A panel of six advocates opposed to the amendments, including Mayor Ron Nirenberg, answered about a dozen questions from callers and additional questions posted on a Facebook Live feed on Nirenberg’s profile regarding the three propositions San Antonio voters will see at the bottom of their midterm election ballots.
Nirenberg and former Mayor Henry Cisneros, philanthropist Gordon Hartman, San Antonio Economic Development Foundation CEO Jenna Saucedo-Herrera, former Dignowity Hill Neighborhood Association President Brian Dillard, and public relations expert Trish DeBerry took turns condemning the propositions backed by the firefighters union.
Christian Archer, the campaign manager for Go Vote No, said automated calls were made in batches of 35,000 at a time to collect listeners, who dialed in to ask questions throughout the hour-long event.
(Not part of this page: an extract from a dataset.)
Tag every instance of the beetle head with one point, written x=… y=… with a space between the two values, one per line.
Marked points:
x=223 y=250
At its peak, 10,000 listeners were listening at the same time.
The goal of the town hall was to “separate fact from fiction” in what has become a passionate debate, DeBerry said, and discuss the possible impacts the propositions would have if they are approved by voters on Nov. 6. Early voting starts on Monday, Oct. 22.
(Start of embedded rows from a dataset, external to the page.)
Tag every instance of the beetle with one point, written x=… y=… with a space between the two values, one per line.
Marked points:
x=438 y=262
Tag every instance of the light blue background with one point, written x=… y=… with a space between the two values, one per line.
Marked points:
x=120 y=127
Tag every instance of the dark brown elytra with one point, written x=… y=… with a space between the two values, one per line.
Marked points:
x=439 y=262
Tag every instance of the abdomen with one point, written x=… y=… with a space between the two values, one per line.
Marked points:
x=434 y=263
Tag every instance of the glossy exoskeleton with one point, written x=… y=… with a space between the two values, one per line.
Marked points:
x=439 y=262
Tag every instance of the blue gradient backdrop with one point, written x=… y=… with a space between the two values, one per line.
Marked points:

The propositions aim to A) expand the scope of what City Council decisions can be challenged with a public vote and make it easier to get referenda on ballots , B) limit the term and compensation of future city managers, and C) allow the the firefighters union sole authority to call an impasse in labor negotiations that would allow binding arbitration for their contract with the City.
Union leaders have said Prop A is about giving voters a stronger voice at City Hall, Prop B is to reign in public spending and the power of the city manager, and Prop C is aimed at resolving its four-year contract stalemate.
A better labor deal that disregards the City’s financial capabilities is what the union really wants, Nirenberg said, and the other propositions will simply be used as leverage to weaken the City and further the union’s power.
“We live in a representative democracy,” Cisneros said, so voters elect their Council members and when they don’t like what they’re doing, they can vote them out.
Lowering the threshold for referenda will lead to a “constant flurry” of petition drives and ballot items proposed by special interests, he said. “[Prop A is] an opportunity for chaos. … It takes away the democracy that we’ve got.”
That instability, Saucedo-Herrera said, will drive companies and talent away from San Antonio while causing tax increases and reductions in City services because such amendments would threaten the City’s AAA bond rating. Fitch and Standard & Poor’s, two of the three major credit rating agencies, sent letters to the City earlier this summer saying just that, Nirenberg said.
“It’s in black and white,” he said. “We will be downgraded,” and it could cost hundreds of millions of dollars in increased interest payments.
Advocates for the proposed charter amendments have said those threats are exaggerated and it will be up to the City Council to better sell its funding requests and projects to the public before approving them.
“This is another part of the convoluted argument City Manager Sheryl Sculley and the Mayor are trying to make, that the propositions will cause your taxes to go up,” the campaign’s website states. “They don’t want you to have a greater say in how the city should be run, so they’re using scare tactics to try to confuse you.”